Arene Butto, MD
My typical “Sunday scaries” showed up one day early this weekend, after spending a day furniture shopping with my husband for our new home. When I got home on Saturday night, I realized that I was going to have to spend my entire Sunday doing homework. Yes, real homework! I just started a Master of Science in Clinical Research and learned the hard way that looking up patients in Epic does not require the same brainpower as doing biostatistics questions or learning to program in R. It has been daunting, to say the least, to sit down with textbooks, to watch and participate in virtual classes, and to keep up with a mound of reading, problem sets, and group projects.
Despite this new workload (did I mention I have a grant due this week?), there is something different about this rendition of Sunday scaries: I am in a good mood. I just finished revising a paper that one of our fellows wrote, and I feel good. Not because I think it’s going into a major journal, but because I had the opportunity to give meaningful feedback. I remember the first time my mentor, Meryl Cohen, reviewed our paper. I didn’t recognize it. But I read her edits, and the edits of the many mentors who have followed, all of whom took the time to share wisdom about good writing, about clarifying your ideas, about explaining why your findings are new and different. I remember realizing that I had “caught the research bug,” as Laura Mercer-Rosa once told me. And now, I have the opportunity to get someone else on the hook. And tonight, that is enough to put me in a good mood.
As a junior faculty member in an incredibly large and busy program, it is easy to get swept up by the clinical needs of the program. My joint position as a cardiac intensivist and heart failure/transplant specialist means that I have two jobs. I usually joke that “it seemed like a good idea at the time” to do a DIY fellowship combining two fields. That comment typically comes up when I am on service for long stretches, like when I am transitioning from covering the transplant service to a week of nights in the CICU and parents say, “don’t you ever have a day off?”
Most of the time, I feel lucky. I feel lucky that I get to see patients transition from ECMO to VAD, to floor, to home, then back for transplant. I love being able to say, “I can’t wait to see you in transplant clinic,” to families that have been waiting for a heart for six months. I feel fortunate when I can tell families that we have gotten children through worse cases of rejection, that we have a world-class ECMO program, that I am one of 12 cardiac intensivists in our program, and that we are a true team, all fully committed to their child.

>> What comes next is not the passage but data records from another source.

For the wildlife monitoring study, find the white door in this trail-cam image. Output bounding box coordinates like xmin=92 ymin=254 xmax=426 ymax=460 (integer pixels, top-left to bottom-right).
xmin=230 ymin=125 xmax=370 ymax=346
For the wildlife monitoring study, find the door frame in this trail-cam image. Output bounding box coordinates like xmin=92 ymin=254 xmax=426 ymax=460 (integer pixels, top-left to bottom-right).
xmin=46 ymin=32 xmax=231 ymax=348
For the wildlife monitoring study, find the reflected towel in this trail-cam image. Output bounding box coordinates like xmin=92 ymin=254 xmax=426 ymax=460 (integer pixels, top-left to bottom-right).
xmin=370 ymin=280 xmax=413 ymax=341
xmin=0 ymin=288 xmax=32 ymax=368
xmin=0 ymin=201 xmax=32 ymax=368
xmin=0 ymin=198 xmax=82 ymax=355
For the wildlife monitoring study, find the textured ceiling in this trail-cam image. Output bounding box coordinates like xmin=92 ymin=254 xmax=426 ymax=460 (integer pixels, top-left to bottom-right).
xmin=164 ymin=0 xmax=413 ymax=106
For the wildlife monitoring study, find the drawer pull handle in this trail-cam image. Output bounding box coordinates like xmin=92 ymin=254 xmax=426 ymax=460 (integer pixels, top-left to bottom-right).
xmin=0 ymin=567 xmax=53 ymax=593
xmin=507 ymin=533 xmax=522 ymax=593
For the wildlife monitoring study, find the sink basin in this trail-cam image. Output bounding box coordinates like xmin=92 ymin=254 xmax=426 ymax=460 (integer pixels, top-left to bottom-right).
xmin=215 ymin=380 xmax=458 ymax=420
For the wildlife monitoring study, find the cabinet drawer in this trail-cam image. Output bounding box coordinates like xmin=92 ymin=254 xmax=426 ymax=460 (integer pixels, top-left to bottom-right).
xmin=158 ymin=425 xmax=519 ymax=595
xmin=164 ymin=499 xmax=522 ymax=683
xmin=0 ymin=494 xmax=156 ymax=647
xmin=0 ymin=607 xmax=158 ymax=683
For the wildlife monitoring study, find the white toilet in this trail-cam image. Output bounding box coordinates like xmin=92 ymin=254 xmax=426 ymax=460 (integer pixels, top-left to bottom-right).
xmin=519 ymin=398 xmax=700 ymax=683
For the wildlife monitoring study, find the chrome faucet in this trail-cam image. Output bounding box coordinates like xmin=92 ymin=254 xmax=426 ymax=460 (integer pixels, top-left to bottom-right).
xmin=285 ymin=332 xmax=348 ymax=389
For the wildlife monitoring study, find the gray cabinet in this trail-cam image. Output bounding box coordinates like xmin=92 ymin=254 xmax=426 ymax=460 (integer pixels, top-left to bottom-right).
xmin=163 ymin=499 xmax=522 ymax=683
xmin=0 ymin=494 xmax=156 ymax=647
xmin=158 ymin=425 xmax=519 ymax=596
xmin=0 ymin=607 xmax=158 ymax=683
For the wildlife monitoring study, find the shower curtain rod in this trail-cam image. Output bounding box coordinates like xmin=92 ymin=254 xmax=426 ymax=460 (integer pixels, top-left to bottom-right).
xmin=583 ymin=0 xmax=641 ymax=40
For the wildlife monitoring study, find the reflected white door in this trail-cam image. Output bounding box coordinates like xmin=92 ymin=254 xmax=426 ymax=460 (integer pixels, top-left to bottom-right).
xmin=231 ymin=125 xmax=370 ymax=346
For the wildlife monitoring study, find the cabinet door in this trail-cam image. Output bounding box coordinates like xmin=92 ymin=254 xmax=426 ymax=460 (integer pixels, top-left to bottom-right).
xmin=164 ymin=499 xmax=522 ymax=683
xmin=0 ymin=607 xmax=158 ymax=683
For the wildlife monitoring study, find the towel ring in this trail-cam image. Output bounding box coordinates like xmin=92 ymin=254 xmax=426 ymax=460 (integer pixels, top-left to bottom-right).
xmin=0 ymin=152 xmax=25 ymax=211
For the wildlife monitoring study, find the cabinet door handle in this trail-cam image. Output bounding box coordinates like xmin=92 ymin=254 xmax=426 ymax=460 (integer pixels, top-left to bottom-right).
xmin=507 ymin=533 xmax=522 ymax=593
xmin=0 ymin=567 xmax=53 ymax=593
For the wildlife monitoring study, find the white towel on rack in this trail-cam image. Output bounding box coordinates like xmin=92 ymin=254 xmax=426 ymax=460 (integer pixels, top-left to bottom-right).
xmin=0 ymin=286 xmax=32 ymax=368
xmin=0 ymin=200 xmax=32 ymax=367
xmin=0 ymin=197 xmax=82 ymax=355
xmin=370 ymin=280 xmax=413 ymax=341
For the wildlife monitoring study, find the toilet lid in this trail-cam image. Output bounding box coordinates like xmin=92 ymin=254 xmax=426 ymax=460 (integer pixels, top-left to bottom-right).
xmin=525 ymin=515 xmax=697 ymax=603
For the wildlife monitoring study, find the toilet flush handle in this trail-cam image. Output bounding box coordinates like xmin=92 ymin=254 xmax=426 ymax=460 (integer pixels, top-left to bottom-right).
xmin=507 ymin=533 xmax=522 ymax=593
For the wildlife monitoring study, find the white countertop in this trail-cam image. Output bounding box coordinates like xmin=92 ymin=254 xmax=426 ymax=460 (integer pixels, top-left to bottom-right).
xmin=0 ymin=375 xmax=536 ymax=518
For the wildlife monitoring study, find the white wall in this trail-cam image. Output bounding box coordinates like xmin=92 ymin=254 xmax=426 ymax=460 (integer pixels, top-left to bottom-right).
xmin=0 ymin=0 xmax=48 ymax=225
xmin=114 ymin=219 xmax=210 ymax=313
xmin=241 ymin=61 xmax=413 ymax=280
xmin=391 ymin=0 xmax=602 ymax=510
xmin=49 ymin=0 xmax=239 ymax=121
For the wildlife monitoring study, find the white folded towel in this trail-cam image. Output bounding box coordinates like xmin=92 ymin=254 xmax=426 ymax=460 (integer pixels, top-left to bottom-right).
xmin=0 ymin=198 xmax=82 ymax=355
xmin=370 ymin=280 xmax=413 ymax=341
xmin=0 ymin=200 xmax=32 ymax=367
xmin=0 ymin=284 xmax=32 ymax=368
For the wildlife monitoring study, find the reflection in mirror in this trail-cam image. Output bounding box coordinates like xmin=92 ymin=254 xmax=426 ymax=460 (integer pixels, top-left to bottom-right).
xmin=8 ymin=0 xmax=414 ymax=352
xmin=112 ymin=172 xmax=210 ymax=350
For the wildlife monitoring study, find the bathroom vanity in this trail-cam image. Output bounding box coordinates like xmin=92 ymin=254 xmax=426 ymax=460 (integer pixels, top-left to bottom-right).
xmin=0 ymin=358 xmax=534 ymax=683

But there have been times when the clinical load takes its toll. When it feels like my voice, young and new to the program, does not feel heard. And that’s when the Sunday scaries aren’t just scary…they’re paralyzing. When I have trouble sleeping for an entire week of CICU service, fretting that I am not giving the best care to my complex congenital patients. When I stay up late reading articles about VAD options in single ventricle patients, hoping for a window in which my opinions are sought and valued, and then feeling defeated when my insights are ignored.
In those times, I have learned that I should not jump back, or dive in…I should just lean. During my first year as an attending, I dived in, trying to be taken seriously. In my second year, I jumped back and may have missed opportunities for growth. This year, I am leaning on my work family, the most amazing group of colleagues I could imagine, who reassured me about my clinical acumen, who guided me on “picking my battles,” who supported me as I crammed more service into less time so that I could do the MSCR, and who cheered me on as I planned a destination wedding in the middle of a pandemic.
The support of my work family has been as immense as that of my family at home, allowing me to be absent from the CICU and transplant schedules for months at a time. And that support has given me time to reflect on why I love having two jobs and to remember that this MSCR is worthwhile. Ultimately, it’s not about me. It’s about us, and what we provide, from patient care in the ICU, to family support, to mentoring fellows, to new and exciting research questions. And when I remember that, nothing seems too scary.